Famed Russian poet Voznesensky dead at 77
Andrei Voznesensky, a Russian poet who became immensely popular in the 1960s but had an uneasy relationship with the Soviet authorities, died on Tuesday at age 77, news agencies reported.
Voznesensky died following a long illness, the poet’s widow, writer Zoya Boguslavskaya, told the ITAR-TASS news agency. Other media reports said the poet died at his home in Moscow.
The Moscow-born poet published his first poems in 1958 and became one of the iconic artists of the Thaw, the brief era of liberalism ushered in by Soviet leader Nikita Khrushchev after the death of dictator Joseph Stalin.
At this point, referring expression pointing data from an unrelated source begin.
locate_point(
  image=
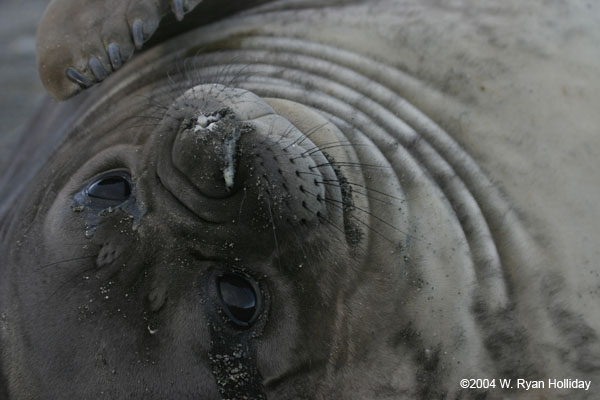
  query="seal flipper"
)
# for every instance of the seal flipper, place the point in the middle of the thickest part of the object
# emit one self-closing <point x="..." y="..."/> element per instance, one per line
<point x="80" y="43"/>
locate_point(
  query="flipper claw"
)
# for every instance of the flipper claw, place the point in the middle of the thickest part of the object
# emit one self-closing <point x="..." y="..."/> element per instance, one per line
<point x="78" y="78"/>
<point x="114" y="55"/>
<point x="97" y="69"/>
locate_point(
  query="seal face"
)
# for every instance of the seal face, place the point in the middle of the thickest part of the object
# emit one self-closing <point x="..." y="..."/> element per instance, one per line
<point x="259" y="209"/>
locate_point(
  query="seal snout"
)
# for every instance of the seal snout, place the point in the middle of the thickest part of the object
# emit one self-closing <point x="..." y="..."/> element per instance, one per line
<point x="206" y="151"/>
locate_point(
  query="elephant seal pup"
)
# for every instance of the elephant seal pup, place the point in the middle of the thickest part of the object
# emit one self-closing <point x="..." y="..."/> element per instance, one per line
<point x="264" y="207"/>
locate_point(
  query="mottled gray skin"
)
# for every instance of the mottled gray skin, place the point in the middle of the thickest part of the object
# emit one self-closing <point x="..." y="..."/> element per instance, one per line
<point x="394" y="178"/>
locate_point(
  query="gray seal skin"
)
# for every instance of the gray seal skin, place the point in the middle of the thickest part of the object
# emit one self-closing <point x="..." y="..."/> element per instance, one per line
<point x="313" y="200"/>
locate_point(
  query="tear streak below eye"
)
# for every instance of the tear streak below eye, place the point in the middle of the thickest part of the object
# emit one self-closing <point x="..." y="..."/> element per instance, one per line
<point x="238" y="299"/>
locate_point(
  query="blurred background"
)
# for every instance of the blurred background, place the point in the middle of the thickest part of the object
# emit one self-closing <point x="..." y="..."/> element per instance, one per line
<point x="20" y="88"/>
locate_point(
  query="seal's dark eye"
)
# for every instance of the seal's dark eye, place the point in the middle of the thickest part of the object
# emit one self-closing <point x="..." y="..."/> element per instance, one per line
<point x="238" y="298"/>
<point x="114" y="188"/>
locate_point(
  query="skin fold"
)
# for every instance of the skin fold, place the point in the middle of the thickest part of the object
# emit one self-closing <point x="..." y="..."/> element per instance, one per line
<point x="403" y="190"/>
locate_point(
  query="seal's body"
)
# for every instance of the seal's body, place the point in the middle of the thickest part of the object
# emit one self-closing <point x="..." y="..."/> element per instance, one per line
<point x="338" y="200"/>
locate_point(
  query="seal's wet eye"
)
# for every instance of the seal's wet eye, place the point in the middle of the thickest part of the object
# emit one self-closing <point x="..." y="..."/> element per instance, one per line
<point x="113" y="188"/>
<point x="239" y="299"/>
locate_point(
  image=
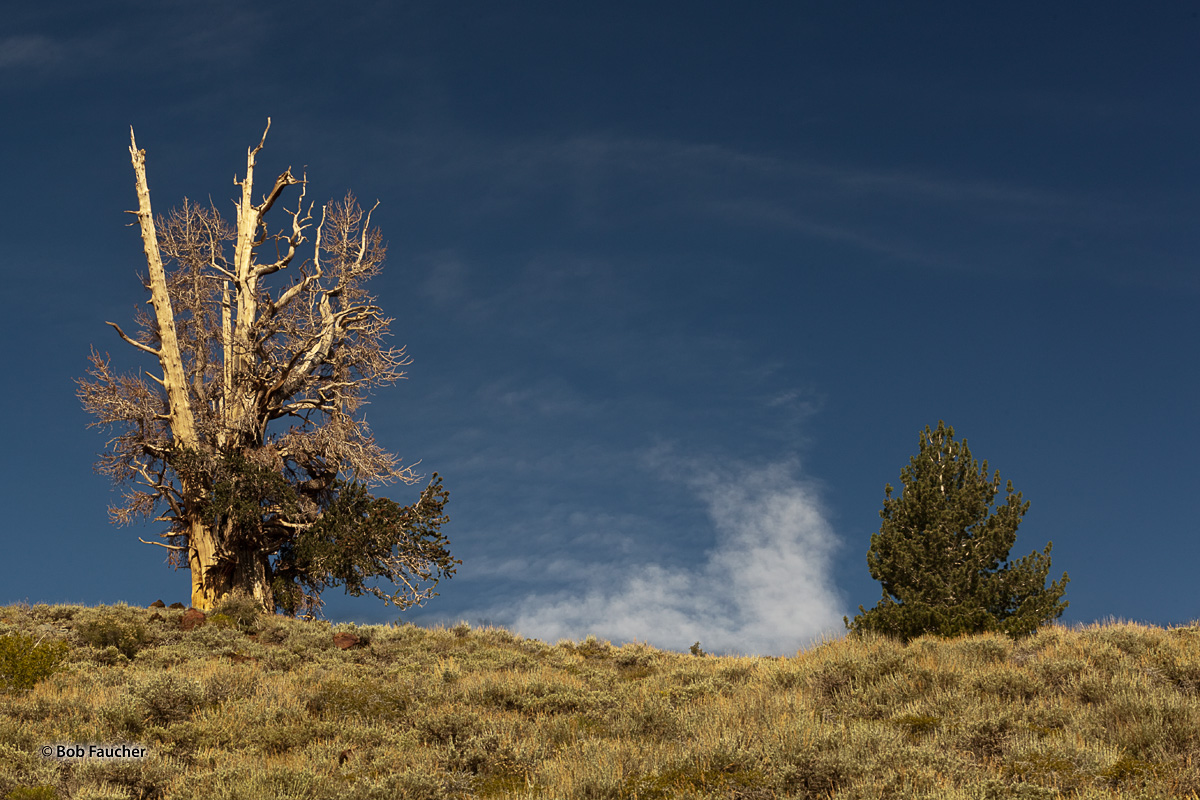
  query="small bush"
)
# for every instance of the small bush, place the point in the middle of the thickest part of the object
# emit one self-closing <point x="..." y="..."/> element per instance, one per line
<point x="34" y="793"/>
<point x="240" y="609"/>
<point x="127" y="636"/>
<point x="25" y="661"/>
<point x="168" y="698"/>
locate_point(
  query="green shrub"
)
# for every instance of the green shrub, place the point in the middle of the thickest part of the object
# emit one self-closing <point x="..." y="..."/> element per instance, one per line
<point x="240" y="611"/>
<point x="34" y="793"/>
<point x="24" y="661"/>
<point x="127" y="636"/>
<point x="168" y="698"/>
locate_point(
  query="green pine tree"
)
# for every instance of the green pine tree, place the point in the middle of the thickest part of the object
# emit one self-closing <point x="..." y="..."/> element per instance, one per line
<point x="942" y="552"/>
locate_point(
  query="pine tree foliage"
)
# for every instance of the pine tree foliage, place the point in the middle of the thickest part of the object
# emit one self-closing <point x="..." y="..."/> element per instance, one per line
<point x="942" y="552"/>
<point x="250" y="440"/>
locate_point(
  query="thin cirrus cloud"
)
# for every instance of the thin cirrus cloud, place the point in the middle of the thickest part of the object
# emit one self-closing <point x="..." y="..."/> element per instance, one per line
<point x="765" y="588"/>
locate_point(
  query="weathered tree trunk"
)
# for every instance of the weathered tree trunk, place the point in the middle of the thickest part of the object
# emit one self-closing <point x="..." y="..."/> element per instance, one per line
<point x="202" y="543"/>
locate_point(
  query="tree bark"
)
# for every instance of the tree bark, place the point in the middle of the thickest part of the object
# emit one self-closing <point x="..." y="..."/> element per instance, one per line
<point x="202" y="542"/>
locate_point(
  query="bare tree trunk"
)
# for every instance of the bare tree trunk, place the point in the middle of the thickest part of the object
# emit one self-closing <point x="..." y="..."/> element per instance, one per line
<point x="202" y="545"/>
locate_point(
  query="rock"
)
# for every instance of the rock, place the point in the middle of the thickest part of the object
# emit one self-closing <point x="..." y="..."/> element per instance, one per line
<point x="347" y="641"/>
<point x="192" y="618"/>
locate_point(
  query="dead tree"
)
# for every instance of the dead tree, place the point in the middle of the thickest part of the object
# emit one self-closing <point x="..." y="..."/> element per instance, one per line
<point x="249" y="443"/>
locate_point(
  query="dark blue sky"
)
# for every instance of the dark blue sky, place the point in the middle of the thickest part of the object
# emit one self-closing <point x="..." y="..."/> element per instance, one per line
<point x="682" y="283"/>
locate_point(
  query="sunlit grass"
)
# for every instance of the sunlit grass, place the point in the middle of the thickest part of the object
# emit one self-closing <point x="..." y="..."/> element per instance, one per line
<point x="270" y="708"/>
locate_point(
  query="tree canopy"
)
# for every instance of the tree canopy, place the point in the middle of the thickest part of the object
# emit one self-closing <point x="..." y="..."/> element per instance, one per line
<point x="250" y="443"/>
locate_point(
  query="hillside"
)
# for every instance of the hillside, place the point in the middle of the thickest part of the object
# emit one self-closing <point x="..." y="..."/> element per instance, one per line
<point x="268" y="707"/>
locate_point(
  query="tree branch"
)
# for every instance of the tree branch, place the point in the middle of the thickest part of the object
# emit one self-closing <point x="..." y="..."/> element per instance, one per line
<point x="135" y="342"/>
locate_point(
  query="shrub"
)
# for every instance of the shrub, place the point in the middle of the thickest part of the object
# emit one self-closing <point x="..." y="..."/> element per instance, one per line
<point x="239" y="609"/>
<point x="102" y="632"/>
<point x="25" y="661"/>
<point x="34" y="793"/>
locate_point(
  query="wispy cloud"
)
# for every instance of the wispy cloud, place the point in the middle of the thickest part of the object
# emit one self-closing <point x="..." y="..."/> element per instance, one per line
<point x="29" y="50"/>
<point x="765" y="588"/>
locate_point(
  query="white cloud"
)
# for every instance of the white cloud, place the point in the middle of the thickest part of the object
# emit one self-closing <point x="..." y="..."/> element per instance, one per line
<point x="765" y="588"/>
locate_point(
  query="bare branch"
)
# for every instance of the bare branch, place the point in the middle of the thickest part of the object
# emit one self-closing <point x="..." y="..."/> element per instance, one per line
<point x="135" y="342"/>
<point x="169" y="547"/>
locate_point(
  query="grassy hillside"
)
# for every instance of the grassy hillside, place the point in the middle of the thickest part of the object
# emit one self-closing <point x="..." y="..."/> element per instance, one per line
<point x="247" y="707"/>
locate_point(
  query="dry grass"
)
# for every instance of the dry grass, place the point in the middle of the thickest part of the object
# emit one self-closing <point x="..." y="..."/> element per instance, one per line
<point x="269" y="708"/>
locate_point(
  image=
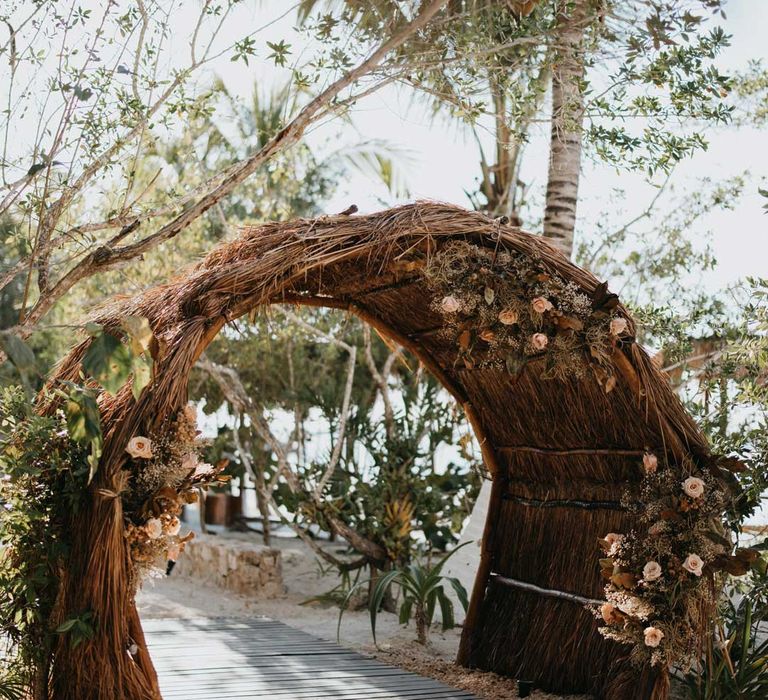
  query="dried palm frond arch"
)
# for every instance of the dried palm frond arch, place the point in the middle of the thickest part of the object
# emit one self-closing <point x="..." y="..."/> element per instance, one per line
<point x="560" y="451"/>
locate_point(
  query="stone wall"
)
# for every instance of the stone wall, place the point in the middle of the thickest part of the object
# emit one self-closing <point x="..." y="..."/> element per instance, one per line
<point x="243" y="567"/>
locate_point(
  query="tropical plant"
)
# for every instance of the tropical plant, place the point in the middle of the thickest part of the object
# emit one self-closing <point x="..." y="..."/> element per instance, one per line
<point x="422" y="589"/>
<point x="11" y="687"/>
<point x="736" y="666"/>
<point x="45" y="470"/>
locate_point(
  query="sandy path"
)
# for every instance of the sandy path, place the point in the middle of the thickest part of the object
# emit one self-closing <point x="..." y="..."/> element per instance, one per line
<point x="183" y="598"/>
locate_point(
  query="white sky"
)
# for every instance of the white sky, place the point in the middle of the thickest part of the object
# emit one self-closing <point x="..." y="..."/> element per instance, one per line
<point x="442" y="158"/>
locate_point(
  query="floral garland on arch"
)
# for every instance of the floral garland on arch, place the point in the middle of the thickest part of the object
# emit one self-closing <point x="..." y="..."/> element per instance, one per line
<point x="664" y="576"/>
<point x="504" y="309"/>
<point x="167" y="473"/>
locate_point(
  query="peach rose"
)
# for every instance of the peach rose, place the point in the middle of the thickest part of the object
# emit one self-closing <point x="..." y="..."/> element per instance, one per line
<point x="139" y="447"/>
<point x="203" y="469"/>
<point x="508" y="317"/>
<point x="694" y="564"/>
<point x="618" y="326"/>
<point x="693" y="487"/>
<point x="650" y="462"/>
<point x="541" y="304"/>
<point x="652" y="571"/>
<point x="652" y="636"/>
<point x="173" y="526"/>
<point x="154" y="528"/>
<point x="189" y="461"/>
<point x="608" y="613"/>
<point x="613" y="540"/>
<point x="190" y="413"/>
<point x="450" y="305"/>
<point x="539" y="341"/>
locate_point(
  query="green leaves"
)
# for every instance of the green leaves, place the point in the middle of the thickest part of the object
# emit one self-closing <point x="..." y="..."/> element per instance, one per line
<point x="422" y="590"/>
<point x="243" y="50"/>
<point x="110" y="361"/>
<point x="107" y="360"/>
<point x="280" y="52"/>
<point x="84" y="423"/>
<point x="80" y="629"/>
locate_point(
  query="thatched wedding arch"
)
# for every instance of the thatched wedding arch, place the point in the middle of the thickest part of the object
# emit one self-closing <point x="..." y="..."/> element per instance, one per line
<point x="560" y="450"/>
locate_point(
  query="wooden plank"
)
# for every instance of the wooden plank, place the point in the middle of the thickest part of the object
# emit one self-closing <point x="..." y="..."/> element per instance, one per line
<point x="235" y="659"/>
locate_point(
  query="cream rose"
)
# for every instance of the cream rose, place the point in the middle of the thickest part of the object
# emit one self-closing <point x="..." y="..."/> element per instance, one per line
<point x="539" y="341"/>
<point x="450" y="305"/>
<point x="652" y="571"/>
<point x="541" y="304"/>
<point x="650" y="462"/>
<point x="139" y="447"/>
<point x="154" y="528"/>
<point x="694" y="564"/>
<point x="618" y="326"/>
<point x="508" y="317"/>
<point x="693" y="487"/>
<point x="652" y="636"/>
<point x="608" y="613"/>
<point x="173" y="526"/>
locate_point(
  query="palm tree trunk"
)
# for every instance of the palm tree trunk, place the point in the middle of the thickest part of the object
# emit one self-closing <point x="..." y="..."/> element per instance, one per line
<point x="567" y="119"/>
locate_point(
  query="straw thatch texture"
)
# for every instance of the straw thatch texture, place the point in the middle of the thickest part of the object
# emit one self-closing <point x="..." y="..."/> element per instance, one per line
<point x="542" y="441"/>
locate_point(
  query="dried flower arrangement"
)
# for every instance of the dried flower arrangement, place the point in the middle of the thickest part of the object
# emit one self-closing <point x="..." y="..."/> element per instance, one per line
<point x="168" y="472"/>
<point x="503" y="309"/>
<point x="664" y="576"/>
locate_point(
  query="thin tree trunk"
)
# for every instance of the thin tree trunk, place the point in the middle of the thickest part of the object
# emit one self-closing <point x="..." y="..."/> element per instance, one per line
<point x="567" y="120"/>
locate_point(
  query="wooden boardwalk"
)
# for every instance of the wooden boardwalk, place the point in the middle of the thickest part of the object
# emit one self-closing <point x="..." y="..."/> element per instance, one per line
<point x="212" y="659"/>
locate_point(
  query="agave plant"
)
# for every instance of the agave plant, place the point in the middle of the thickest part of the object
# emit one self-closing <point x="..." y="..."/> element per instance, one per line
<point x="422" y="591"/>
<point x="737" y="668"/>
<point x="11" y="687"/>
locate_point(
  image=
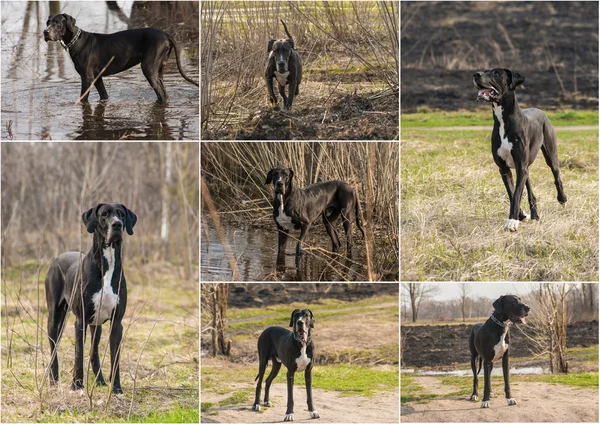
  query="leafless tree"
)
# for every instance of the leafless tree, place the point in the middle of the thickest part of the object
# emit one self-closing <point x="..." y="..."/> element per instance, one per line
<point x="417" y="293"/>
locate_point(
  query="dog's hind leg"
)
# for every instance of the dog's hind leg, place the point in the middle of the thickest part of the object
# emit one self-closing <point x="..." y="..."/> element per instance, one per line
<point x="56" y="321"/>
<point x="96" y="334"/>
<point x="328" y="221"/>
<point x="274" y="371"/>
<point x="532" y="201"/>
<point x="551" y="157"/>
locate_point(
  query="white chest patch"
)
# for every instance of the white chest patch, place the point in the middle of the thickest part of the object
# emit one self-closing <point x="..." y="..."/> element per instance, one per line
<point x="282" y="219"/>
<point x="105" y="300"/>
<point x="302" y="361"/>
<point x="501" y="346"/>
<point x="282" y="78"/>
<point x="504" y="151"/>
In the 1960s, Voznesensky was one of several Soviet poets who gave poetry readings in stadiums and concert halls before huge crowds of transfixed listeners, sometimes numbering in the thousands.
He clashed with the authorities occasionally, most notably in a 1963 meeting between Khrushchev and artists where the Soviet leader personally threatened to exile him, shouting: “Take your passport and get out, Mr Voznesensky!”
Following Khrushchev’s tirade, which reportedly gave the poet a nervous breakdown, Voznesensky walked a tightrope between defending his artistic integrity and refraining from offending the Soviet regime.
The authorities let him travel abroad and gave him the prestigious State Prize in 1978, but Voznesensky also contributed to the underground samizdat journal Metropol in 1979 in defiance of state censors.
Throughout his lifetime, Voznesensky published more than 20 collections of poetry and prose, as well as the libretto of the Soviet Union’s first rock opera.
Russian President Dmitry Medvedev expressed his condolences to Voznesensky’s family and friends, the Kremlin said in a statement.